Use of Bead Mixtures as a Novel Process Optimization Approach to Nanomilling of Drug Suspensions.

Abstract

We aimed to evaluate the feasibility of cross-linked polystyrene (CPS)-yttrium-stabilized zirconia (YSZ) bead mixtures as a novel optimization approach for fast, effective production of drug nanosuspensions during wet stirred media milling (WSMM). Aqueous suspensions of 10% fenofibrate (FNB, drug), 7.5% HPC-L, and 0.05% SDS were wet-milled at 3000-4000rpm and 35%-50% volumetric loading of CPS:YSZ bead mixtures (CPS:YSZ 0:1-1:0 v:v). Laser diffraction, SEM, viscometry, DSC, and XRPD were used for characterization. An nth-order model described the breakage kinetics, while a microhydrodynamic model allowed us to gain insights into the impact of bead materials. CPS beads achieved the lowest specific power consumption, whereas YSZ beads led to the fastest breakage. Breakage followed second-order kinetics. Optimum conditions were identified as 3000rpm and 50% loading of 0.5:0.5v/v CPS:YSZ mixture from energy-cycle time-heat dissipation perspectives.
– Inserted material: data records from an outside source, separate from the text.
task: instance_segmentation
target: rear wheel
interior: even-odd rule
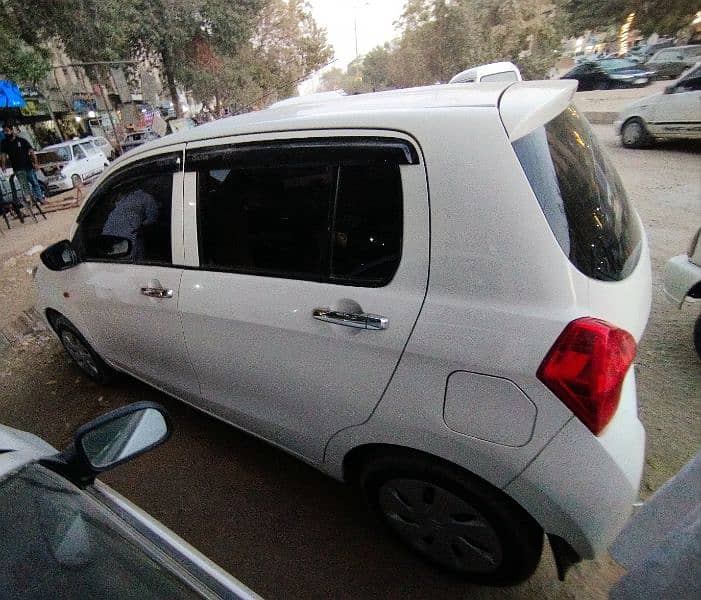
[[[73,189],[75,189],[83,183],[83,180],[80,178],[80,175],[75,174],[71,176],[71,183],[73,184]]]
[[[642,148],[652,143],[645,124],[638,118],[628,119],[621,127],[621,142],[627,148]]]
[[[53,326],[68,356],[90,379],[97,383],[109,383],[114,379],[116,371],[100,358],[68,319],[58,316]]]
[[[537,568],[543,531],[498,489],[425,456],[386,456],[360,476],[391,532],[431,563],[487,585],[511,585]]]
[[[701,315],[696,318],[696,323],[694,323],[694,348],[696,348],[696,354],[701,358]]]

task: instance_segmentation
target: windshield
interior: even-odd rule
[[[639,69],[637,63],[632,60],[625,60],[623,58],[609,58],[606,60],[600,60],[599,66],[604,71],[617,71],[618,69]]]
[[[200,598],[102,504],[40,465],[0,481],[3,599]]]
[[[48,165],[56,162],[69,162],[70,160],[71,151],[66,146],[37,152],[37,162],[40,165]]]

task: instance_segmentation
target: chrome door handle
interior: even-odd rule
[[[312,316],[318,321],[355,327],[356,329],[372,329],[379,331],[389,327],[389,319],[380,315],[370,313],[348,313],[329,308],[315,308]]]
[[[149,298],[172,298],[173,290],[160,287],[142,287],[141,293]]]

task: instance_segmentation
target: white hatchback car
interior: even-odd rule
[[[560,574],[637,499],[643,227],[576,83],[314,99],[118,159],[39,306],[130,373],[357,484],[428,560]]]
[[[36,153],[41,178],[49,193],[65,192],[90,181],[109,165],[90,139],[46,146]]]
[[[626,106],[613,126],[629,148],[651,146],[659,140],[701,140],[701,62],[664,93]]]

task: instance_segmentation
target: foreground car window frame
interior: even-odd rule
[[[98,553],[95,550],[97,545],[95,536],[107,535],[107,539],[119,544],[119,547],[129,554],[130,560],[136,561],[134,564],[140,565],[141,576],[145,573],[153,576],[151,583],[155,593],[151,596],[145,595],[143,598],[161,597],[164,585],[169,586],[171,594],[177,591],[177,596],[169,596],[173,598],[217,598],[231,595],[231,590],[227,590],[222,584],[208,577],[203,570],[193,569],[192,567],[196,565],[183,560],[183,556],[174,556],[171,551],[172,546],[166,544],[165,540],[161,538],[160,543],[157,543],[158,536],[153,531],[149,535],[148,528],[143,523],[140,527],[135,527],[138,523],[136,519],[125,519],[125,511],[117,509],[117,503],[110,499],[102,484],[96,483],[94,487],[91,486],[82,491],[46,467],[30,463],[0,479],[0,503],[6,500],[8,507],[11,507],[16,502],[17,492],[22,490],[27,492],[33,503],[22,504],[18,510],[26,512],[30,508],[35,508],[37,512],[35,522],[37,530],[29,532],[25,530],[28,535],[34,536],[33,539],[28,540],[29,547],[36,548],[37,544],[45,547],[46,558],[52,558],[53,563],[57,565],[51,568],[58,569],[64,582],[66,578],[73,576],[78,587],[85,585],[81,567],[91,567],[98,571],[98,577],[109,580],[110,585],[119,587],[121,579],[119,572],[115,573],[113,570],[117,564],[114,556],[109,561],[103,561],[101,568],[91,564],[96,560]],[[0,530],[5,529],[1,525],[3,519],[10,513],[11,511],[5,510],[0,514]],[[71,522],[62,522],[61,517],[69,517]],[[31,519],[31,516],[29,518]],[[0,546],[5,543],[10,546],[2,554],[12,557],[18,550],[19,540],[15,536],[1,537]],[[52,545],[52,541],[58,542],[59,539],[60,543]],[[81,543],[85,547],[81,548]],[[86,555],[85,552],[92,552],[92,554]],[[36,552],[32,552],[31,556],[32,560],[41,561]],[[17,564],[24,565],[25,554],[20,553],[15,555],[15,558]],[[13,587],[16,586],[15,589],[19,592],[17,598],[41,597],[32,596],[32,583],[37,575],[42,577],[47,575],[48,565],[44,568],[41,564],[37,564],[36,569],[32,568],[27,572],[26,565],[23,569],[17,569],[17,565],[12,563],[4,564],[10,570],[10,577],[14,581],[13,583],[8,583],[9,580],[4,582],[6,592],[12,593]],[[142,572],[142,568],[146,571]],[[20,585],[22,587],[19,587]],[[70,588],[70,583],[67,587]],[[143,592],[146,591],[147,588],[144,588]],[[39,590],[34,589],[34,592],[39,593]]]

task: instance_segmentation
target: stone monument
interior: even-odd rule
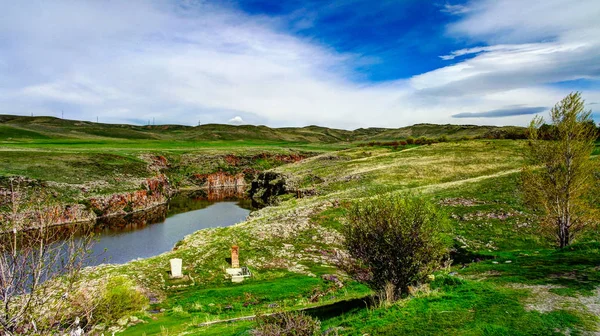
[[[169,260],[169,262],[171,262],[171,278],[183,278],[183,274],[181,273],[181,259],[174,258]]]
[[[240,248],[236,245],[231,247],[231,268],[225,271],[231,276],[231,282],[242,282],[252,276],[248,267],[240,267]]]
[[[240,248],[237,245],[231,247],[231,268],[240,268]]]

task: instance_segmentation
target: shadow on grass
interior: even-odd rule
[[[561,250],[514,251],[496,254],[495,261],[473,264],[465,275],[485,274],[499,283],[556,285],[566,295],[589,295],[600,286],[600,242],[578,243]]]
[[[466,265],[483,260],[493,259],[494,256],[489,254],[476,253],[461,247],[458,242],[454,242],[454,246],[450,251],[450,259],[453,265]]]

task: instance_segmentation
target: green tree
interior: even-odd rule
[[[584,110],[579,92],[556,104],[550,116],[550,127],[542,117],[531,122],[523,187],[526,201],[543,214],[542,228],[562,248],[594,221],[589,196],[596,185],[597,161],[590,158],[596,129],[590,127],[591,111]],[[552,129],[550,140],[544,140],[544,128]]]
[[[388,301],[423,281],[448,251],[442,235],[446,216],[422,197],[384,195],[356,202],[348,220],[346,248],[369,271],[371,288],[385,292]]]

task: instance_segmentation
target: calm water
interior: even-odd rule
[[[190,233],[243,221],[250,209],[247,200],[209,201],[185,195],[149,212],[100,220],[94,229],[99,241],[89,264],[122,264],[159,255]]]

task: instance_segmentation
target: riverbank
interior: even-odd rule
[[[138,177],[111,176],[110,170],[106,176],[83,184],[65,182],[64,177],[62,181],[26,176],[0,177],[0,208],[4,210],[0,214],[0,231],[12,231],[15,227],[17,230],[36,228],[39,227],[39,224],[35,224],[36,221],[39,222],[37,219],[42,217],[44,225],[55,226],[146,211],[166,204],[173,194],[182,190],[245,190],[264,169],[297,162],[314,155],[285,154],[281,151],[250,152],[244,155],[163,154],[138,154],[137,158],[146,166],[145,172],[140,173],[141,176]],[[77,158],[81,154],[69,155]],[[87,158],[84,155],[77,160]],[[116,164],[118,166],[121,163]],[[142,177],[143,175],[147,177]],[[14,191],[11,191],[11,188]],[[35,192],[42,189],[45,192],[43,197]],[[215,200],[219,197],[218,193],[209,195]],[[9,209],[13,196],[17,196],[16,199],[20,203],[16,212]],[[13,224],[6,228],[2,223],[9,221]]]
[[[95,274],[127,274],[160,298],[152,313],[138,315],[147,323],[127,328],[126,335],[239,334],[251,322],[201,324],[369,295],[340,264],[346,255],[340,228],[347,206],[381,193],[420,192],[448,211],[456,263],[398,304],[334,314],[323,320],[324,328],[349,335],[479,334],[484,325],[526,335],[597,330],[596,303],[585,303],[600,300],[597,243],[593,236],[581,237],[574,250],[557,252],[540,237],[535,216],[519,198],[515,171],[524,145],[475,141],[406,151],[361,148],[281,166],[274,172],[317,193],[278,196],[277,205],[254,212],[244,223],[198,231],[174,251],[101,267]],[[242,284],[225,278],[231,245],[239,246],[240,262],[253,274]],[[183,260],[193,284],[168,279],[171,258]],[[573,267],[579,276],[569,278]],[[542,274],[536,276],[536,270]],[[547,307],[548,295],[558,304]]]

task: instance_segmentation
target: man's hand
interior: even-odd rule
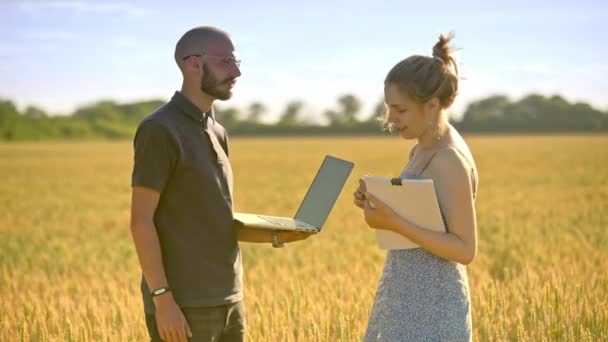
[[[152,299],[156,306],[156,326],[160,338],[166,342],[188,342],[188,337],[192,337],[190,326],[171,292]]]
[[[306,240],[313,235],[313,233],[306,232],[295,232],[295,231],[279,231],[279,241],[281,242],[294,242],[300,240]]]

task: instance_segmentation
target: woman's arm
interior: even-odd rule
[[[470,166],[458,152],[446,149],[437,152],[428,172],[434,176],[441,212],[449,232],[435,232],[416,226],[369,193],[366,193],[366,198],[375,208],[366,206],[365,219],[370,227],[401,234],[440,258],[469,264],[477,253]]]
The microhydrodynamic model suggests that YSZ beads experienced more energetic/forceful collisions with smaller contact area as compared with CPS beads owing to the higher density-elastic modulus of the former. We demonstrated the feasibility of CPS-YSZ bead mixtures and rationalized its optimal use in WSMM through their modulation of breakage kinetics, energy utilization, and heat dissipation.